Обсуждение: Functionscan estimates

От:
Josh Berkus
Дата:

Folks,

I'm wondering if it might be useful to be able to add estimated selectivity to
a function definition for purposes of query estimation.  Currently function
scans automatically return a flat default 1000 estimated rows.   It seems
like the DBA ought to be able to ALTER FUNCTION and give it a row estimate
for planning purposes.

Thoughts?

--
--Josh

Josh Berkus
Aglio Database Solutions
San Francisco

От:
Michael Fuhr
Дата:

On Fri, Apr 08, 2005 at 03:15:50PM -0700, Josh Berkus wrote:
>
> I'm wondering if it might be useful to be able to add estimated selectivity to
> a function definition for purposes of query estimation.  Currently function
> scans automatically return a flat default 1000 estimated rows.   It seems
> like the DBA ought to be able to ALTER FUNCTION and give it a row estimate
> for planning purposes.

About a month ago I mentioned that I'd find that useful.  In a
followup, Christopher Kings-Lynne brought up the idea of a GUC
variable that could give hints about the expected row count.

http://archives.postgresql.org/pgsql-hackers/2005-03/msg00146.php
http://archives.postgresql.org/pgsql-hackers/2005-03/msg00153.php

--
Michael Fuhr
http://www.fuhr.org/~mfuhr/

От:
Alvaro Herrera
Дата:

On Fri, Apr 08, 2005 at 04:38:20PM -0600, Michael Fuhr wrote:
> On Fri, Apr 08, 2005 at 03:15:50PM -0700, Josh Berkus wrote:
> >
> > I'm wondering if it might be useful to be able to add estimated selectivity to
> > a function definition for purposes of query estimation.  Currently function
> > scans automatically return a flat default 1000 estimated rows.   It seems
> > like the DBA ought to be able to ALTER FUNCTION and give it a row estimate
> > for planning purposes.
>
> About a month ago I mentioned that I'd find that useful.  In a
> followup, Christopher Kings-Lynne brought up the idea of a GUC
> variable that could give hints about the expected row count.

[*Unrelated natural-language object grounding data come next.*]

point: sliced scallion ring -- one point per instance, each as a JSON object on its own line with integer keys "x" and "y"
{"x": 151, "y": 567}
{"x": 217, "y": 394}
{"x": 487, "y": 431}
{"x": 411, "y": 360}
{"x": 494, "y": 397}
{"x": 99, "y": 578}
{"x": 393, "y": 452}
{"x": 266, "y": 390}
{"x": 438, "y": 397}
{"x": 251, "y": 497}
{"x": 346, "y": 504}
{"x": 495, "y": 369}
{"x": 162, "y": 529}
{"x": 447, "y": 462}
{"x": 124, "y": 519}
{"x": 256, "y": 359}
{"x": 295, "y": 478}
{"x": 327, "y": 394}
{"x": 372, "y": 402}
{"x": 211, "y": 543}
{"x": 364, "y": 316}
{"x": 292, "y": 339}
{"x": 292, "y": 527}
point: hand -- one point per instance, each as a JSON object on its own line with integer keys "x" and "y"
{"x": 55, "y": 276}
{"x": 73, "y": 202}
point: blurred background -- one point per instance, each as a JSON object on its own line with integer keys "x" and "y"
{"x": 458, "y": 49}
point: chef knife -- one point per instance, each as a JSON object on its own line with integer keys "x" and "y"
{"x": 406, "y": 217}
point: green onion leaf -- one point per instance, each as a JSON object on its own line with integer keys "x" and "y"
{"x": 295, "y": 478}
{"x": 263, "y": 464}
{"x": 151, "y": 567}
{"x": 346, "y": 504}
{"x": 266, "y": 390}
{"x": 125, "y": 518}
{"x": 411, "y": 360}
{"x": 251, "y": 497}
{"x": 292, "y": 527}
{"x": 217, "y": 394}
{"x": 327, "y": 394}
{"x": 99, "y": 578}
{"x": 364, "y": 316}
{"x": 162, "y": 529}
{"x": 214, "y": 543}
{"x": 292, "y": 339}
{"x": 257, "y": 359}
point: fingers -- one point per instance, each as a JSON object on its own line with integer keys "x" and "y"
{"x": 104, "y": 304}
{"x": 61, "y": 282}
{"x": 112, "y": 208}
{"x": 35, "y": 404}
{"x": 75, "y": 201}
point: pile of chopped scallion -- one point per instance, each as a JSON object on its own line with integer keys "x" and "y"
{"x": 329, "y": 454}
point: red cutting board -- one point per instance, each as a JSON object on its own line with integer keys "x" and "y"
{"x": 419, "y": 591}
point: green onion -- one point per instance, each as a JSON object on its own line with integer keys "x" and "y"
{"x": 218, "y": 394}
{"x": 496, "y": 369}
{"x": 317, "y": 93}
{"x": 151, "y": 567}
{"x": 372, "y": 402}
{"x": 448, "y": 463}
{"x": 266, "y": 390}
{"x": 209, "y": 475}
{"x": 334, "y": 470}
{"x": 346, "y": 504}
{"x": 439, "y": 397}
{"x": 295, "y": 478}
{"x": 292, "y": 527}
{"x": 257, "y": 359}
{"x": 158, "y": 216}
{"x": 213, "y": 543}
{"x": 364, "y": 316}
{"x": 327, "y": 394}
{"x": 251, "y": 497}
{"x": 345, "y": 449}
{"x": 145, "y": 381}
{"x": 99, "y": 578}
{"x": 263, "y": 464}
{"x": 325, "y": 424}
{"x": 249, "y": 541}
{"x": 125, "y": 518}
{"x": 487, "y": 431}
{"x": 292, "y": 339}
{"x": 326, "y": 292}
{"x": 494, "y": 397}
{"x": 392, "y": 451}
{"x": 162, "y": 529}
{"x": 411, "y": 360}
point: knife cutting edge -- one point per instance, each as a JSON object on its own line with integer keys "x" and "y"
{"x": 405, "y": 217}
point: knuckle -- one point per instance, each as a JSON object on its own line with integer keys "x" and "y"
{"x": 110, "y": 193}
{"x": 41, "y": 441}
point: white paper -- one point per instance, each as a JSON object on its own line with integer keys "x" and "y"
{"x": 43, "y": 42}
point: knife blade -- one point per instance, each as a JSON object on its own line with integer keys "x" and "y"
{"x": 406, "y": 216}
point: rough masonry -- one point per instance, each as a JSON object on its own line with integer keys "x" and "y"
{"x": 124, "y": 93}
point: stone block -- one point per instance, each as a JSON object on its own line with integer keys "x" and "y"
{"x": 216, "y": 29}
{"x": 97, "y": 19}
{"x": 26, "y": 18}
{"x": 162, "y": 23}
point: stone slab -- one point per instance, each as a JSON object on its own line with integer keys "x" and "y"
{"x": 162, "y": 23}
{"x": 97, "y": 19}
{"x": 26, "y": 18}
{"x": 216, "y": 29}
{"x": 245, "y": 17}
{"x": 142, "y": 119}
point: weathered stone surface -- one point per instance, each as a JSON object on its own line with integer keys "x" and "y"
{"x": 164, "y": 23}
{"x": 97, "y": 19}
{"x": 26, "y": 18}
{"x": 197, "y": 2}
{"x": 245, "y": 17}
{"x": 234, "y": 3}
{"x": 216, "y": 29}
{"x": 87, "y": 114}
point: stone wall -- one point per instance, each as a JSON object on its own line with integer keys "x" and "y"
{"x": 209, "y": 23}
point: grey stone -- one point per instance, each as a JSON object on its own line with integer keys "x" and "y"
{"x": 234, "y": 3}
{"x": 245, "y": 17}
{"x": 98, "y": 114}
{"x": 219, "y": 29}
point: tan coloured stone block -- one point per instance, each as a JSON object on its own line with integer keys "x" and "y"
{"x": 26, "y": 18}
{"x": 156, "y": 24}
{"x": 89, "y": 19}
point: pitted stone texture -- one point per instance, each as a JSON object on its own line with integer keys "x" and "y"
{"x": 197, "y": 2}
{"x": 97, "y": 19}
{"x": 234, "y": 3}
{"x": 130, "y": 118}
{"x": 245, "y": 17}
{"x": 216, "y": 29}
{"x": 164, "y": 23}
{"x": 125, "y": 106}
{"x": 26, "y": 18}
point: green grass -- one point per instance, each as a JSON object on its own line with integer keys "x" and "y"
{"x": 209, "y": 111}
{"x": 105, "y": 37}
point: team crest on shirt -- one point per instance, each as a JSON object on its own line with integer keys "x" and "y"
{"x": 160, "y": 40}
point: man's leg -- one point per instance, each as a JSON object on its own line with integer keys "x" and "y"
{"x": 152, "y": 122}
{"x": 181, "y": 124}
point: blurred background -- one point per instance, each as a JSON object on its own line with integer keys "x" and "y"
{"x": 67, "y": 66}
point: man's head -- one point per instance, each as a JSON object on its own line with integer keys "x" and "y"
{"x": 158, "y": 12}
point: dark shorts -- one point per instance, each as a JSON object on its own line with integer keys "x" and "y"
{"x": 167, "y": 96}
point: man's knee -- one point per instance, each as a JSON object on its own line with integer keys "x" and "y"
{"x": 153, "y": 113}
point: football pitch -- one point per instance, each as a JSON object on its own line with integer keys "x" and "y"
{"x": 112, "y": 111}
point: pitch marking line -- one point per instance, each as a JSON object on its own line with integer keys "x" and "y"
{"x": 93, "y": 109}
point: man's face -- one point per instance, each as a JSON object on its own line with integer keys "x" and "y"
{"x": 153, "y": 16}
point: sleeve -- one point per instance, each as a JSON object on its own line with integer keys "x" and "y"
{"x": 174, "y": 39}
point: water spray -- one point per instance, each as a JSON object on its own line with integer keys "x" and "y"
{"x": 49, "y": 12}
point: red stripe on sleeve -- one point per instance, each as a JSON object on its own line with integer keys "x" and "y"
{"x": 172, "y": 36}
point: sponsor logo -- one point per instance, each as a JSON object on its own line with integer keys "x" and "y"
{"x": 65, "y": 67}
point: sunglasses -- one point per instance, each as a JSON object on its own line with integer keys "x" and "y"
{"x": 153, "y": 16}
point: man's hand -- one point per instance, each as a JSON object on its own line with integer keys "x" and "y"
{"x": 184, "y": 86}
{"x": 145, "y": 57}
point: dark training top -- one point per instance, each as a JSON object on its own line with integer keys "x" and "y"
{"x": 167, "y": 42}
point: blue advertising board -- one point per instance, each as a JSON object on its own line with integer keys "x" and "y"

That seems pretty limited ... what happens if the query contains more
that one SRF?

Maybe issuing some sort of special call to the function (say, with
some boolean in the call info struct) on which it returns planning data;
thus the planner can call the function itself.  The hard part would be
figuring out how to do it without breaking backwards compatibility with
functions that don't know how to handle that.  (And how to do it in
plpgsql).

--
Alvaro Herrera (<alvherre[@]dcc.uchile.cl>)
"La principal característica humana es la tontería"
(Augusto Monterroso)

От:
Josh Berkus
Дата:

Alvaro, Michael,

> > About a month ago I mentioned that I'd find that useful.  In a
> > followup, Christopher Kings-Lynne brought up the idea of a GUC
> > variable that could give hints about the expected row count.
>
> That seems pretty limited ... what happens if the query contains more
> that one SRF?

Yeah, I'd see that as a pretty bad idea too.  I don't want to tell the planner
how many rows I expect "all functions" to return, I want to tell it how many
*one particular* function will return.

> Maybe issuing some sort of special call to the function (say, with
> some boolean in the call info struct) on which it returns planning data;
> thus the planner can call the function itself.  The hard part would be
> figuring out how to do it without breaking backwards compatibility with
> functions that don't know how to handle that.  (And how to do it in
> plpgsql).

Or in pl/perl, or pl/python, or plsh .... doesn't sound feasable.

My solution would be a lot simpler, since we could simply populate
pg_proc.proestrows with "1000" by default if not changed by the DBA.  In an
even better world, we could tie it to a table, saying that, for example,
proestrows = my_table*0.02.

--
--Josh

Josh Berkus
Aglio Database Solutions
San Francisco

От:
Alvaro Herrera
Дата:

On Fri, Apr 08, 2005 at 04:04:27PM -0700, Josh Berkus wrote:

> My solution would be a lot simpler, since we could simply populate
> pg_proc.proestrows with "1000" by default if not changed by the DBA.  In an
> even better world, we could tie it to a table, saying that, for example,
> proestrows = my_table*0.02.

The problem with that approach is that it can't differ depending on the
arguments to the function, so it too seems limited to me.

Ideally an estimator would be able to peek at other table statistics and
do some computation with them, just like other nodes are able to.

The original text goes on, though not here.